Con l’invio di settanta rosari da parte di Papa Francesco in dono ai detenuti del carcere di Pordenone, in occasione della rassegna editoriale della libreria Editrice Vaticana, sono stati presentati e donati nei giorni scorsi anche due libri. I volumi, intitolati “Dite ai detenuti che prego per loro” e “Anche il Signore è un carcerato”, raccolgono gli interventi di Papa Francesco sulla situazione all’interno delle carceri.
Don Virgilio Balducchi, ispettore generale dei Cappellani delle carceri Italiane, racconta al microfono di Francesca Di Folco il significato dei doni:
R. – Questa cosa fa vedere la vicinanza del Papa alle persone che sono in carcere e che stanno soffrendo la carcerazione. Vuol dire, in ogni caso: guardate che la comunità cristiana, non solo io, non vi abbandona, non vi lascia soli e vuole seguire con voi un cammino di riconciliazione con il Padre e con i fratelli”. Il gesto del Rosario è come dire: “Preghiamo insieme”. Una mamma che possa proteggere tutti. Questo fa vedere questa vicinanza di Papa Francesco ai problemi delle persone, non solo quelle che sono dentro il carcere, ma anche ai loro famigliari. I libri, infatti, che sono stati regalati parlano di perdono, di riconciliazione, di vittime, di reinserimento sociale. Tutti strumenti, quindi, che fanno sì che si prospetti a livello giuridico una giustizia che riconcili, che renda possibili i percorsi di riconciliazione fra tutti, che reinserisca veramente le persone e che faccia sì che davvero anche i luoghi di contenimento sociale ridiventino luoghi in cui la dignità umana sia rispettata.

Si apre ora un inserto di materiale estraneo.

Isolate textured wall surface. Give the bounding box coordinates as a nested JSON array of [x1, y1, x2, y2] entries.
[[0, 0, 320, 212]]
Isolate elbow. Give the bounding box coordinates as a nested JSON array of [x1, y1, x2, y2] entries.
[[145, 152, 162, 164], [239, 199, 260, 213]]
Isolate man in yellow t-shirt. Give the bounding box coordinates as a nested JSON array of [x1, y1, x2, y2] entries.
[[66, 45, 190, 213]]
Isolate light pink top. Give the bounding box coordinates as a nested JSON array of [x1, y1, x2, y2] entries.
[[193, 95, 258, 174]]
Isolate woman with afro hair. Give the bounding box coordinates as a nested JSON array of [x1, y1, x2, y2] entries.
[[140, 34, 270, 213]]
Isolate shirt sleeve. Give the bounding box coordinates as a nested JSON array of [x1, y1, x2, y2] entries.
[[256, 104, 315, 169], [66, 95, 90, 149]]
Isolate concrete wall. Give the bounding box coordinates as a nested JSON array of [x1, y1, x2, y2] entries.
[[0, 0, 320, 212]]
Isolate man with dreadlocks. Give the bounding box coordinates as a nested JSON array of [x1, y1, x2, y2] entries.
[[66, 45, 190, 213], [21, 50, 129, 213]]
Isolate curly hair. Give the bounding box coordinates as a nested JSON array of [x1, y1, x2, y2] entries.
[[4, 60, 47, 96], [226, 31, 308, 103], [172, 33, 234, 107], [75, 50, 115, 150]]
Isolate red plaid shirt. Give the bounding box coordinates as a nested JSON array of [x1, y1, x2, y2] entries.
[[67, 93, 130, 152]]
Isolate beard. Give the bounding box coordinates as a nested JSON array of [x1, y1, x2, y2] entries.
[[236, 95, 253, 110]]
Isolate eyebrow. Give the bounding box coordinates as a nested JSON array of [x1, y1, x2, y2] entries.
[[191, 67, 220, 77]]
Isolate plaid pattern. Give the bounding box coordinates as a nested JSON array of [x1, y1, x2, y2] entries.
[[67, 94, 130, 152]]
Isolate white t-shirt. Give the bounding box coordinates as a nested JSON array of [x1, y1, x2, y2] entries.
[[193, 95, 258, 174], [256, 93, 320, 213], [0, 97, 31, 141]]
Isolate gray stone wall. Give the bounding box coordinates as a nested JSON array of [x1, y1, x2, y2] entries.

D. – Il Papa è da sempre vicino ai detenuti. In occasione del Giubileo della Misericordia ha stabilito che la porta della loro cella si trasformi in una vera e propria porta santa…
R. – Ci sono delle persone che non si possono muovere, che non possono fare il cammino giubilare, ma che possono fare un cammino giubilare spirituale. Non possono accedere alle cattedrali, ma hanno un luogo in cui incontrano Dio. Anche nel buio di una cella Dio ti intercetta e ti dice: se vuoi, possiamo camminare verso il bene, qualsiasi cosa tu abbia fatto. Qualsiasi situazione ti rimproveri la tua coscienza, sappi che c’è un papà che ti aspetta. Attraversa la porta della sua casa: dove abiti oggi è il luogo in cui Dio può parlarti e là, dove tu stai vivendo la tua fragilità, Dio dice: ‘Apri il cuore a Dio e Dio ti aprirà la sua casa, ti sta solo aspettando’”.
D. – Queste dichiarazioni del Santo Padre ci portano a riflettere sul significato della pena e a chiederci che cosa ci si aspetta davvero dalla redenzione in un carcere…
R. – Il carcere, come struttura, limita molto la persona. L’attività delle persone è ridotta e si fa difficoltà a responsabilizzarle. Tutto quello, quindi, che serve a coscientizzare rispetto al male che uno ha fatto, a capire che questo male non è tutta la sua vita, ma c’è del bene che il Signore può ancora ricavare dalla persona, e tutto ciò che porta maggiore dignità nelle carceri, favorisce un cambiamento del vissuto in carcere, ma anche della giustizia. La speranza è che le parole del Papa aiutino tutti a coscientizzarsi meglio rispetto al male fatto, a ripararlo e a pensare di se stessi che in ogni caso ci si può rialzare, in ogni situazione si può ridiventare uomini nuovi.
D. – E’ più complesso per un uomo avvicinarsi alla fede dietro alle sbarre?
R. – Non è detto, non è detto che la situazione del carcere diventi quella che ti allontana di più. Può succedere. Noi abbiamo un esempio nella parola di Dio che ci fa vedere molto chiaramente che cosa può capitare. Gesù Cristo è affiancato da due ladroni, uno chiede la salvezza, l’altro chiede a Dio: visto che sei Dio, tiraci giù dalla croce e io crederò che tu sei Dio. Quelli credo che siano i due atteggiamenti simbolo, perché di fronte alla disperazione che si vive in carcere si può rimproverare Dio per il fatto che non intervenga. E altri invece riacquisiscono la capacità di comprendere che Gesù stesso ha subito non tanto la carcerazione, ma la condanna degli uomini, e questo fratello maggiore ci può riaccompagnare da Dio Padre, che ci abbraccia e ci rimette in libertà, a partire dalla libertà personale, che poi diventa anche libertà esterna quando effettivamente nella società si creano tutti i presupposti, perché le persone che escono dal carcere possano avere una capacità migliore di avere lavoro, di avere la casa e di avere affetti.